Seen as the third part of von Trier's so-called Depression Trilogy, Nymphomaniac isn't anything like as graphic as Antichrist or as beautifully nihilistic as Melancholia, and as has been widely reported, the sex within the movie has all the titillation of an Attenborough-narrated nature documentary. It is however, another bleak look at uninvited excess, the extremes people put themselves through in order to succumb to a singular psychological itch. Yet this film seems remarkably focused despite the expansive subject matter. Technically, I suspect this has something to do with von Trier dispensing (for the most part) with handheld cameras and utilising instead much calmer static, tracking, and Steadicam shots which balance the film and lend a surprisingly engaging sense of conventionality. Gainsbourg gives another one of her implacable performances, but whether Martin is exhibiting a novice's callowness or cleverly underplayed reservation is unclear. The net result however, generally coheres with Gainsbourg's portrayal of Joe making for a formidably persuasive duet of characterisation that gives Nymphomaniac its urgent momentum. As ever with von Trier films though, it's the secondary characters that help saturate the miserable greys of his canvas, and there are many here; Christian Slater plays Joe's Father, whose love of dendrology he shares with a much younger, pre-Martin Joe, Uma Thurman as the ultra-anguished Mrs. H, a woman scorned who along with her three kids crashes Joe's apartment mid-'appointment' with her philandering husband ("Would it be alright if I showed the children the whoring bed?" she asks), and Jamie Bell as K, a sadomasochist for hire who terrifying oscillates between smacking Joe in the face with coin-laden gloves, and exhibiting public-school politeness that highly unnerves in its incongruity.
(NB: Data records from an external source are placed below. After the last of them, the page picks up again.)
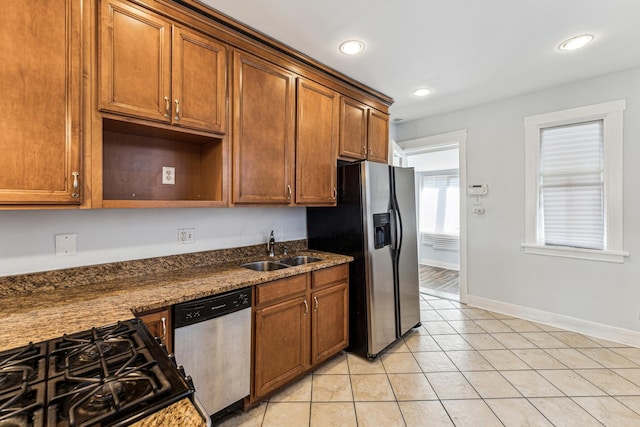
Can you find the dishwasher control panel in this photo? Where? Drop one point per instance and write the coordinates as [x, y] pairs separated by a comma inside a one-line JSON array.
[[211, 307]]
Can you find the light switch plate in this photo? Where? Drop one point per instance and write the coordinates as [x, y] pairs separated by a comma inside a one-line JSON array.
[[168, 175], [66, 244]]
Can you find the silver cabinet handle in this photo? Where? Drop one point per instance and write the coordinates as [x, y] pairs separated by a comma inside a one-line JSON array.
[[164, 330], [76, 185], [177, 117], [167, 107]]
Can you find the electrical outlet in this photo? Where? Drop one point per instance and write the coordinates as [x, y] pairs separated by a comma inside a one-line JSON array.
[[66, 244], [186, 235], [168, 175]]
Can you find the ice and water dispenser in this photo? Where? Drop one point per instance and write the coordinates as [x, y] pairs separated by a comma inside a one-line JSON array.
[[382, 230]]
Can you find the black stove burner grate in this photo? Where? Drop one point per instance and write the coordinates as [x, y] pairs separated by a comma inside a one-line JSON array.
[[110, 376], [22, 367], [25, 408]]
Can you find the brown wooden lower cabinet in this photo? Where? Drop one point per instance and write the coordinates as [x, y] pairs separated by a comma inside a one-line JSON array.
[[281, 350], [329, 325], [159, 324], [299, 322]]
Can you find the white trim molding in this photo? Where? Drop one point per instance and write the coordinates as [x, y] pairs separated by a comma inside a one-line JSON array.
[[447, 141], [612, 115], [586, 327]]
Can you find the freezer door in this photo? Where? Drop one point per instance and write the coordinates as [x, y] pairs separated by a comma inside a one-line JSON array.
[[408, 281], [379, 267]]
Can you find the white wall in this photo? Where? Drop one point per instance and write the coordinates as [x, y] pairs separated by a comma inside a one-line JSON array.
[[499, 273], [107, 235]]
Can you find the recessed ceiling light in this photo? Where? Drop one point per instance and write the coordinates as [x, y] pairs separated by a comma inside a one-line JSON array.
[[351, 47], [575, 42], [422, 91]]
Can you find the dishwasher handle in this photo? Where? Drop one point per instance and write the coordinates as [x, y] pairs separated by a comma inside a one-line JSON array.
[[192, 312]]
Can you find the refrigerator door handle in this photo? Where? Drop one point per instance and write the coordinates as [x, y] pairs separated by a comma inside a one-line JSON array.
[[393, 230]]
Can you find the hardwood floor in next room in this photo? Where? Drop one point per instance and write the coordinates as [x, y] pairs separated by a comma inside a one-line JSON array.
[[440, 282]]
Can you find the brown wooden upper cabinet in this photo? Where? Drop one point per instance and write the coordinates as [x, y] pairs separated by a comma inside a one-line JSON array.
[[318, 115], [364, 131], [40, 82], [152, 68], [263, 131]]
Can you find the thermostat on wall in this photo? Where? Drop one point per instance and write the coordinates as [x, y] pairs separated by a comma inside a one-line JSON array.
[[477, 189]]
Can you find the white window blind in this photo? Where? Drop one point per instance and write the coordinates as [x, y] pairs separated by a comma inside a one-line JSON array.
[[440, 204], [571, 199]]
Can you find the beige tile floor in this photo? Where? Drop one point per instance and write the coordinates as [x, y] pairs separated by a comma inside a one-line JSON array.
[[467, 367]]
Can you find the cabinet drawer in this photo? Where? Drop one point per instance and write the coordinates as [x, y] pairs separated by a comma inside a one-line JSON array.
[[279, 289], [331, 275]]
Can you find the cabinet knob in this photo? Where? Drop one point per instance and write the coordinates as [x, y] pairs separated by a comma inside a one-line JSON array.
[[167, 107], [177, 117], [164, 329], [76, 185]]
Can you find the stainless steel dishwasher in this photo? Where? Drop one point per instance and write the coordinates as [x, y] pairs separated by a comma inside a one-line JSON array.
[[212, 340]]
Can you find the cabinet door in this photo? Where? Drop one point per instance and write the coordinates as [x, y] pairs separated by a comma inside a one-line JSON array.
[[281, 344], [159, 324], [353, 129], [329, 322], [135, 61], [316, 144], [40, 81], [378, 136], [263, 131], [198, 81]]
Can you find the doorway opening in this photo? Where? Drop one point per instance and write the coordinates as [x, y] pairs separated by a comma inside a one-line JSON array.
[[440, 172]]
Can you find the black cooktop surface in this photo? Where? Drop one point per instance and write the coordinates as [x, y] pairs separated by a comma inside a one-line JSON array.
[[108, 376]]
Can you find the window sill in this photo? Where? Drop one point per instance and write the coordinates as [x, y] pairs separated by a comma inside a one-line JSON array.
[[589, 254]]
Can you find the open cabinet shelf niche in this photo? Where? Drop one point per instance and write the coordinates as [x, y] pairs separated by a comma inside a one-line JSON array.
[[133, 158]]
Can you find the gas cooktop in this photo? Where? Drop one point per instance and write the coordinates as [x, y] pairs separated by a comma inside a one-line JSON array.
[[108, 376]]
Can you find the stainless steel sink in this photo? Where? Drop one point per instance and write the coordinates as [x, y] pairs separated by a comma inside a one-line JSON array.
[[299, 260], [264, 266]]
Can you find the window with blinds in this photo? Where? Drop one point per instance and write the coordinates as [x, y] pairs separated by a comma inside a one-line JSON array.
[[571, 199], [440, 204], [573, 183]]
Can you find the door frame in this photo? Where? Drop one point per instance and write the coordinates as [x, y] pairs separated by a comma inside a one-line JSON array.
[[444, 141]]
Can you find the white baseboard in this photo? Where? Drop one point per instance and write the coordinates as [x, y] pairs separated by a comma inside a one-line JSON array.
[[586, 327], [440, 264]]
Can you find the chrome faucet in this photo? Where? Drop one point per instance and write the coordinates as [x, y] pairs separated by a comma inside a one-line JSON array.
[[271, 245]]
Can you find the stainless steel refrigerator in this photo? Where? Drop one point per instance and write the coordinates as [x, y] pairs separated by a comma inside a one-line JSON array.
[[375, 222]]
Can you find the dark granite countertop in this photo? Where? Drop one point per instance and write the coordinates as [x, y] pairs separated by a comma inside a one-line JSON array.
[[41, 306]]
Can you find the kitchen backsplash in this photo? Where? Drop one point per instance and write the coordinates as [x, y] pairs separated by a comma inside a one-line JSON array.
[[59, 279]]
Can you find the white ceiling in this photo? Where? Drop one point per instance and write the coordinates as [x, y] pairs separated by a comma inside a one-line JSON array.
[[468, 52]]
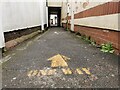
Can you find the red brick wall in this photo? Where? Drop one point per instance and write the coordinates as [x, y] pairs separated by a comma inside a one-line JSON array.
[[100, 35]]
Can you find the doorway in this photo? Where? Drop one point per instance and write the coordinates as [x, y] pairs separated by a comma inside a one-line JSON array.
[[54, 16]]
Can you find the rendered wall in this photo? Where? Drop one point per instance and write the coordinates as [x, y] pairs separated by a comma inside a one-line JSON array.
[[18, 14]]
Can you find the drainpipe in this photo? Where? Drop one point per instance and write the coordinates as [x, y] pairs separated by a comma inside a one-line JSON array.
[[72, 17], [67, 13], [42, 14], [2, 43]]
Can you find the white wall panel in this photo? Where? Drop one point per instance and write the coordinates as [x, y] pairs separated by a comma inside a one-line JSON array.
[[106, 21], [18, 15]]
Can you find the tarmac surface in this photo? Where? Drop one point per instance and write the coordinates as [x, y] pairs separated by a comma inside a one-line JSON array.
[[25, 63]]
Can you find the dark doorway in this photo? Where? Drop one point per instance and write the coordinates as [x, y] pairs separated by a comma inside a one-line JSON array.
[[54, 16]]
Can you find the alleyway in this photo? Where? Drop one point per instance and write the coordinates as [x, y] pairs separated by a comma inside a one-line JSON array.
[[95, 69]]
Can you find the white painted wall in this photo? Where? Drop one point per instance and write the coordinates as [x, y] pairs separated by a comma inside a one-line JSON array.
[[54, 3], [19, 14]]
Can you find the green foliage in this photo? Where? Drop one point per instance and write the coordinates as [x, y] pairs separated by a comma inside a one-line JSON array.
[[107, 48], [88, 40]]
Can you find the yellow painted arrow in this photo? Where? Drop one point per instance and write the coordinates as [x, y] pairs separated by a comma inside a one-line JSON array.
[[59, 61]]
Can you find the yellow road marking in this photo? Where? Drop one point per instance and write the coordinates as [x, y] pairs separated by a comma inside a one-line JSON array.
[[87, 71], [79, 71], [67, 71], [43, 72], [58, 60], [51, 72], [48, 72]]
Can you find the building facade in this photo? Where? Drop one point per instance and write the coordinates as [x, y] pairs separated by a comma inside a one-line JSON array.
[[97, 20], [17, 16]]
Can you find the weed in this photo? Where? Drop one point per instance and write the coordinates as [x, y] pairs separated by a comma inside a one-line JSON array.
[[107, 48]]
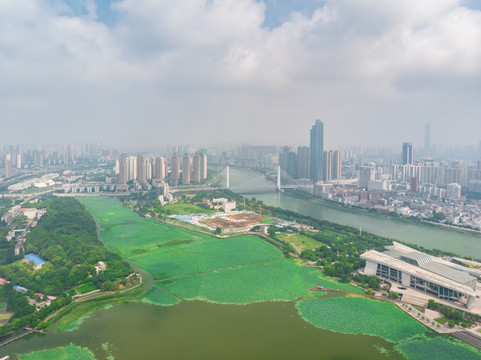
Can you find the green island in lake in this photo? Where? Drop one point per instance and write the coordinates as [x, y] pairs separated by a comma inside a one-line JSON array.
[[223, 297]]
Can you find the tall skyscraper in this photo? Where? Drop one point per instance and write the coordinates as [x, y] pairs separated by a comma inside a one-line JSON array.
[[123, 170], [317, 151], [141, 169], [336, 165], [303, 162], [19, 161], [196, 169], [159, 168], [326, 165], [8, 165], [366, 174], [186, 169], [407, 156], [427, 139], [203, 158], [174, 170]]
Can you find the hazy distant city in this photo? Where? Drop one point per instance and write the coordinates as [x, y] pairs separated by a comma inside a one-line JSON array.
[[164, 162]]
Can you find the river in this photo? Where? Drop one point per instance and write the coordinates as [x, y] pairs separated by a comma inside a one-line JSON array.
[[199, 330], [244, 181]]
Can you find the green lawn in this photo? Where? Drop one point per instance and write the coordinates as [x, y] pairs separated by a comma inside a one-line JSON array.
[[5, 316], [166, 250], [200, 256], [418, 308], [282, 280], [85, 288], [360, 315], [299, 241], [71, 352], [439, 349], [185, 209]]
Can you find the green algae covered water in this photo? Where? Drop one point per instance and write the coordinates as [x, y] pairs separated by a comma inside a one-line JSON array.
[[199, 330], [194, 329]]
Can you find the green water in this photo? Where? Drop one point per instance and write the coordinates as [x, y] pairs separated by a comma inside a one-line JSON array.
[[198, 330], [193, 329], [244, 181]]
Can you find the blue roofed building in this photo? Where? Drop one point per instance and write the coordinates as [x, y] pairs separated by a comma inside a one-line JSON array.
[[37, 262]]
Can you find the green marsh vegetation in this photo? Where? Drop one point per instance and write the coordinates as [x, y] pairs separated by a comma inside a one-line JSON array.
[[438, 348], [60, 353], [244, 270], [360, 315]]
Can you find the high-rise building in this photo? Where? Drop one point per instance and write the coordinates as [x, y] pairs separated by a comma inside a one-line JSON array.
[[292, 164], [427, 139], [174, 170], [196, 169], [203, 158], [336, 165], [414, 184], [283, 155], [160, 168], [132, 161], [407, 155], [123, 170], [141, 169], [327, 165], [453, 191], [8, 165], [303, 162], [317, 151], [19, 161], [186, 169], [366, 174]]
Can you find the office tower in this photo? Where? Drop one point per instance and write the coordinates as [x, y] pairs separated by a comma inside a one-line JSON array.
[[196, 169], [326, 165], [203, 158], [407, 156], [453, 191], [19, 161], [8, 165], [123, 170], [141, 169], [317, 151], [186, 169], [414, 184], [160, 168], [366, 174], [174, 170], [303, 162], [336, 165], [292, 164], [148, 169], [427, 139], [132, 160]]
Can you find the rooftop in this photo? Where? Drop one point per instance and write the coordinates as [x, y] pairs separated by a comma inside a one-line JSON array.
[[417, 271], [35, 259]]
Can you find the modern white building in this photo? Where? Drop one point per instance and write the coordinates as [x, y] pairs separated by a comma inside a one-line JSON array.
[[423, 272]]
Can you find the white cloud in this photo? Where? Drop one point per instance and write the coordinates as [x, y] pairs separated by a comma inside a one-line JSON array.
[[167, 67]]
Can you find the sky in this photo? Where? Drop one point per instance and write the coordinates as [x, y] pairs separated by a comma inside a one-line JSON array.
[[199, 72]]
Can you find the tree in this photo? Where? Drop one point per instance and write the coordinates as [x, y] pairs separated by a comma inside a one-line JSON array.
[[394, 295], [108, 286]]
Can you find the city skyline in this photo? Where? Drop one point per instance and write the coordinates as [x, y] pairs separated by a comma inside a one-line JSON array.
[[239, 71]]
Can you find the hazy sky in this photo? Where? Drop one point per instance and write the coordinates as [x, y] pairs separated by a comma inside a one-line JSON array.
[[192, 71]]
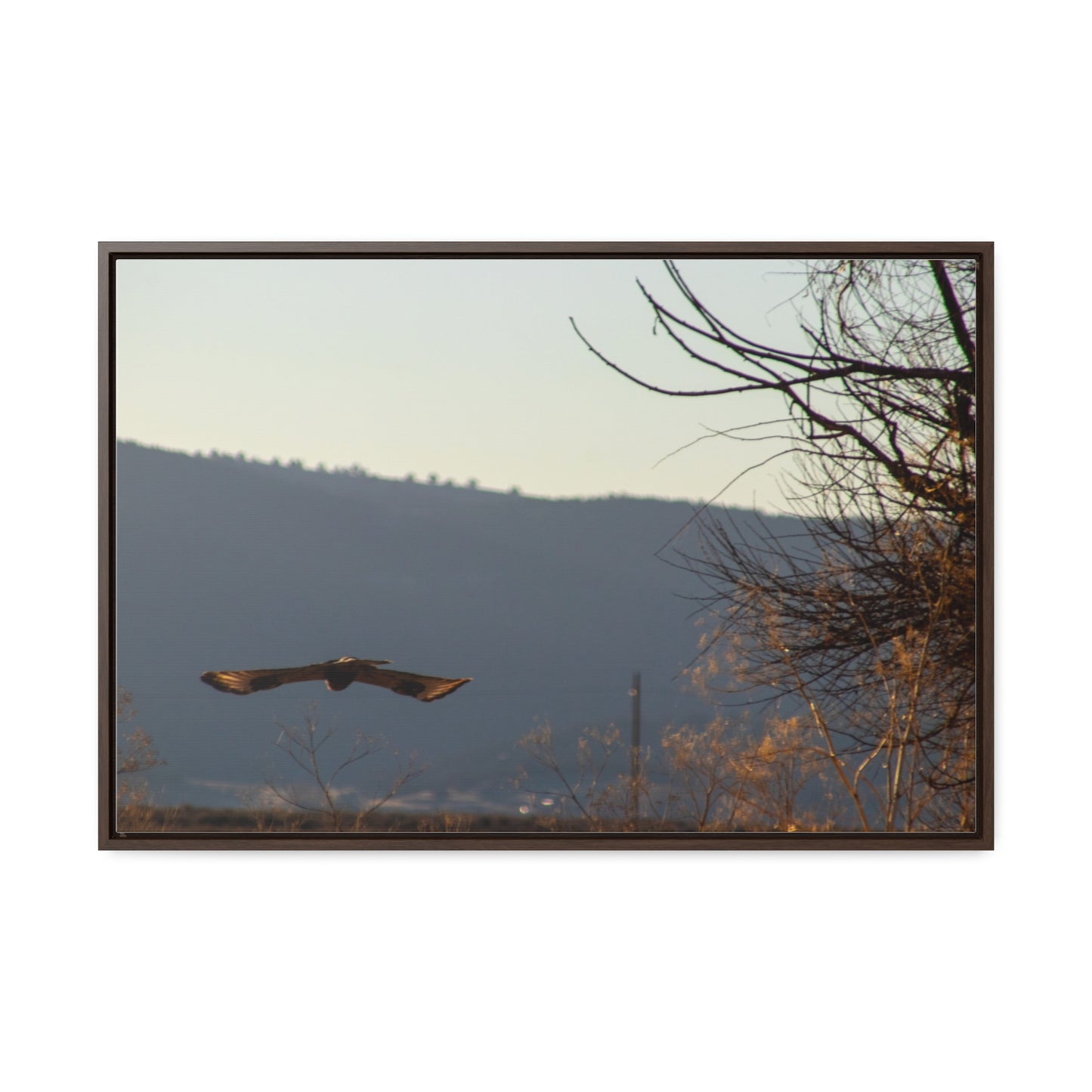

As a filmmaker, getting your point across to your audience can underwhelm with a reticence to commit, or backfire with such vigorous over-indulgence, and while it's clear which side von Trier champions, it's highly subjective how successful he is. And true, it's hard to take Joe's frequent request to "fill all my holes" as the multi-layered, existentialist, soul-satiating invitation it's intended to be. But Nymphomaniac may be many things, but lascivious is not one of them. Why? Because, to quote Supreme Court Justice Potter Stewart, "I'll know it when I see it." There's just too much going on that's of interest. Lars von Trier's like a bookish Tarantino, his films an assortment of scholastic and literary references to Quentin's pop-culture super-cool. Nymphomaniac's strength lies not in its ability to shock and cause controversy (or offence), but in its persuasion to force its audience to reflect on how we censor ourselves. How we correlate things like desire, love, sexuality, religion, art, violence, or even if we prohibit ourselves from doing so at all. Certainly, this is a film that stimulates and arouses, but maybe not in the way you might expect.